Now, more than twenty years after Holton I, at issue is the extent to which the court-approved distribution of one-half of the Paragraph 11 Trust corpus to the Paragraph 14(c) Residuary Trust has been affected by Tafel Estate, 449 Pa. 442, 296 A.2d 797 (1972). Tafel, unlike Holton I, presumptively permitted adopted children to take under a bequest to “children.” See, e. g., Flinn Estate, 479 Pa. 312, 388 A.2d 672 (1978). Appellant S. Pearce Holton, II, contends that since March 5, 1976, when the trustee of the Paragraph 14(c) Residuary Trust first sought a determination of the effect of Tafel, he has been entitled to income from that portion of the Paragraph 14(c) Residuary Trust which is derived from one-half of the corpus of the Paragraph 11 Trust. This appellant, as well as appellant Henrietta D. Thomas, also claims entitlement under Tafel to the principal of that same portion of the Paragraph 14(c) Residuary Trust as of December 4, 1978, the date the Paragraph 11 Trust would have expired had appellants been deemed “children” in Holton I.

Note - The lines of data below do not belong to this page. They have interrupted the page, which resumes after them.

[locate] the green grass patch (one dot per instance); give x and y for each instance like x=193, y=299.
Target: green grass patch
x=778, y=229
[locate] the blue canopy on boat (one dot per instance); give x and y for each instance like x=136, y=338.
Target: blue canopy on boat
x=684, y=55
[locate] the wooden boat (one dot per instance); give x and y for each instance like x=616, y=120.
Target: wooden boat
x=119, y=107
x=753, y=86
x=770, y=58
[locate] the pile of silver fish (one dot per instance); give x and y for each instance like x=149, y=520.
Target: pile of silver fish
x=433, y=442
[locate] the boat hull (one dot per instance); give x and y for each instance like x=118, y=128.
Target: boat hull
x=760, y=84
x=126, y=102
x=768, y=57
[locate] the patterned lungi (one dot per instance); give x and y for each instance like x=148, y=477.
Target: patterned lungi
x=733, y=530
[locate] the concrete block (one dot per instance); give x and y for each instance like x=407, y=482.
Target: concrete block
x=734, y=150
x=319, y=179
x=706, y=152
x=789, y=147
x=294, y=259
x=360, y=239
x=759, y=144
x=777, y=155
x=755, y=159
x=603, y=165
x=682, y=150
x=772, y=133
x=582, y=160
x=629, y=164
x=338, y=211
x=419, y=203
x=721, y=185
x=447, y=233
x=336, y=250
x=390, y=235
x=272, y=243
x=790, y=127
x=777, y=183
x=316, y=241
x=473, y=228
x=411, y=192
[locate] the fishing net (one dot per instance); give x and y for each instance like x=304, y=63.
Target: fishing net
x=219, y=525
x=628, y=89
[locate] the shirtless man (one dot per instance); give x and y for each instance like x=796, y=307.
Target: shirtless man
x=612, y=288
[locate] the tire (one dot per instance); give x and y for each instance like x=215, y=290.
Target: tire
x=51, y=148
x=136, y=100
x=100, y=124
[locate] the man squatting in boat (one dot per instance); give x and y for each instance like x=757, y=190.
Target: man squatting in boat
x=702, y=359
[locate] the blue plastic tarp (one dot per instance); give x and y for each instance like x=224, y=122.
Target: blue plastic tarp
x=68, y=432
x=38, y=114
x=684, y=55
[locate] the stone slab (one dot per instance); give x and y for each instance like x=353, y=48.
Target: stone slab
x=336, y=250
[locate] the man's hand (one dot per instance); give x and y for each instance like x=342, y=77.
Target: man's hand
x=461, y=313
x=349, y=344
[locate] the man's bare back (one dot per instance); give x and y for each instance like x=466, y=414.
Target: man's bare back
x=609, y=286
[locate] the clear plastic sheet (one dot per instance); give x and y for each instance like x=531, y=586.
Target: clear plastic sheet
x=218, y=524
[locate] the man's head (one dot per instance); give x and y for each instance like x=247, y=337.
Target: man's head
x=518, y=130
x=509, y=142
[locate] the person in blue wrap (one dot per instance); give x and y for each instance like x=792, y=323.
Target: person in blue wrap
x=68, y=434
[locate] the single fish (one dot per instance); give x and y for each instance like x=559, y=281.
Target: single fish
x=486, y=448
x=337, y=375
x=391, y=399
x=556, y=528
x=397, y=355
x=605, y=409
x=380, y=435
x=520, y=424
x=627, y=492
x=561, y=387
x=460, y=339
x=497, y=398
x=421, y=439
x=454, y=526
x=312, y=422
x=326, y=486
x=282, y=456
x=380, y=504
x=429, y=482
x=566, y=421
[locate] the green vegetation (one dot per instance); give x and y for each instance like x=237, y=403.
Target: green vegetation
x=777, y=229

Appellants’ attempts to claim portions of the Paragraph 14(c) Residuary Trust, in reality, are efforts to obtain equitable relief from Holton I. Appellants seek to recapture the benefit and enjoyment of what was once one-half of the corpus of the Paragraph 11 Trust. However, the Paragraph 11 Trust was terminated in 1960 and its corpus was distributed in accordance with court decree. Compare Biddle Estate, 487 Pa. 616, 410 A.2d 782 (1980) (adopted child permitted to participate in future distributions of income from ongoing trust established for benefit of “children” of “grandchildren”); DeRoy Estate, 481 Pa. 403, 392 A.2d 1355 (1978) (adopted child allowed to claim principal of terminating trust despite earlier adjudication excluding child from income of same trust).
*588We agree with the orphans’ court that the present claims are governed by 20 Pa.C.S. § 3521. In the interest of finality, section 3521 provides:
“Rehearing; relief granted
If any party in interest shall, within five years after the final confirmation of any account of a personal representative, file a petition to review any part of the account of an auditor’s report, or of the adjudication, or of any decree of distribution, setting forth specifically alleged errors therein, the court shall give such relief as equity and justice shall require. * * *”
Here, many more than five years have elapsed since final court confirmation of the account in 1960 distributing the corpus of the Paragraph 11 Trust. By the clear language of 20 Pa.C.S. § 3521, the present claims are untimely. See, e. g., Thomas Estate, - Pa. - (J. 466 of 1980, filed January 27, 1981); Bell Estate, 463 Pa. 109, 343 A.2d 679 (1975); Thorne Estate, 344 Pa. 503, 25 A.2d 811 (1942); Stetson Estate, 305 Pa. 62, 155 A. 856 (1931). The decrees refusing to disturb the 1960 decree terminating the Paragraph 11 Trust and distributing its corpus must be affirmed.
Decrees affirmed. Each party pay own costs.
O’BRIEN, C. J., concurs in the result.